Straatgenoten
Een drieluik over de maat der dingen
Dick de Mildt
167 pp, € 19,-
isbn/issn: 978-90-8704-711-5
geïllustreerd

Straatgenoten

(recensie: Drs.Paul Schiereck- Hendriks)

Dick de Mildt, Straatgenoten. Een drieluik over de maat der dingen. (Hilversum, Verloren, 2018), 167 pagina’s, geïllustreerd, ISBN 978-90-8704-711-5, € 19,-


Het bijzondere van dit boek is, dat het vragen oproept, over onszelf en over de verschillende betekenissen van ‘de maat der dingen’. Allereerst beschrijft Dick de Mildt de dramatische lotgevallen van een Joodse man uit de Utrechtse wijk Oog in Al, een wijk waar hij zelf gewoond heeft. Het boek is opgedragen aan deze man, Gerard van der Hal, die in 1943 samen met zijn vrouw Klaartje en hun zoontje Benjamin in het vernietigingskamp Sobibor om het leven werd gebracht.

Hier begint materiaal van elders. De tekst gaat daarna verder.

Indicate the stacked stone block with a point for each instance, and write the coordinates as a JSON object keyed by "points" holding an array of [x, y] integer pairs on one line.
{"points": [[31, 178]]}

De auteur, historicus en redacteur van de bronnenverzameling Justiz und NS-Verbrechen. Sammlung deutscher Strafurteile wegen nationalsozialistischer Tötungsverbrechen, was vanwege zijn werk vertrouwd met diverse bronnen, waaronder een brief die Gerard van der Hal tijdens de bezetting geschreven had aan General der Flieger Christianssen. Hij had deze brief geschreven om op grond van het feit dat hij sinds de strijd op de Grebbeberg in mei 1940 oorlogsinvalide was, vrijgesteld te worden van gedwongen tewerkstelling buiten Nederland, het eufemisme waarmee de deportaties van Joodse burgers aangeduid werden. Een Duitse beambte schreef bovenaan de brief: ‘Jud bleibt Jud, mit oder ohne Beine’. Daarmee was de kous af. Het was echter het adres bovenaan de brief dat maakte dat De Mildt hier dieper indook. De Petrarcalaan in Oog in Al lag vlakbij zijn eigen woning.
 

Wat De Mildt vervolgens doet, is de lezer meenemen in zijn eigen zoektocht. Vanaf het individuele slachtoffer van de Holocaust zoomt hij uit naar de totale Endlösung der Judenfrage en zoomt vervolgens in op individuele daders die, via het euthanasie-programma, betrokken raakten bij de vernietigingskampen. Zijn nadere onderzoek naar het achtergrondprofiel van deze moordenaars is onder andere gebaseerd op gerechtelijke dossiers van diverse processen, zowel in Duitsland als in Israël. De meest prominente dader onder hen is de voormalige kampcommandant van Treblinka, Franz Stangl. Onder verwijzing naar Freud en uiteenlopende publicaties over `gewillige beulen’ dan wel `Ordinary men’, voert De Mildt ons stap voor stap naar het confronterende inzicht dat gewone doorsnee burgers onder bepaalde omstandigheden massamoordenaars kunnen worden en in veel gevallen naderhand gewoon hun dagelijks leven op kunnen pakken. De worsteling met het eigen geweten, de verantwoordelijkheid willen nemen voor eigen daden, is niet velen gegeven.
Gitta Sereny heeft Franz Stangl maandenlang gesproken in zijn cel. Op het laatst nam hij de verantwoordelijkheid, en toeval of niet, enkele uren daarna stierf hij aan hartfalen. De geschiedschrijving over de Holocaust legt in veel gevallen de nadruk op het demonische karakter van de beulen. Dat in de reacties op Hannah Arendts interpretatie van Adolf Eichmann veel verontwaardiging aan haar adres zit, heeft te maken met het feit dat het onder ogen zien van de banaliteit van het kwaad voor velen van ons te confronterend is. Liever laten we ons in slaap sussen met de gedachte dat de Holocaust een typisch Duitse aangelegenheid is vanwege specifieke omstandigheden en een demonische leider. De geschiedenis van na de tweede wereldoorlog leert ons echter dat zich op vele plaatsen genocides voordoen en dat gewone mensen getransformeerd kunnen worden tot ordinaire moordenaars.
 

Drs. Paul Schiereck-Hendriks
meesterpaul@gmail.com
 

Trefwoorden: Nederland, Utrecht, Tweede Wereldoorlog, Holocaust, Hannah Ahrendt, Eichmann, Stangl, strafrechtpleging, persoonlijkheidsbeeld.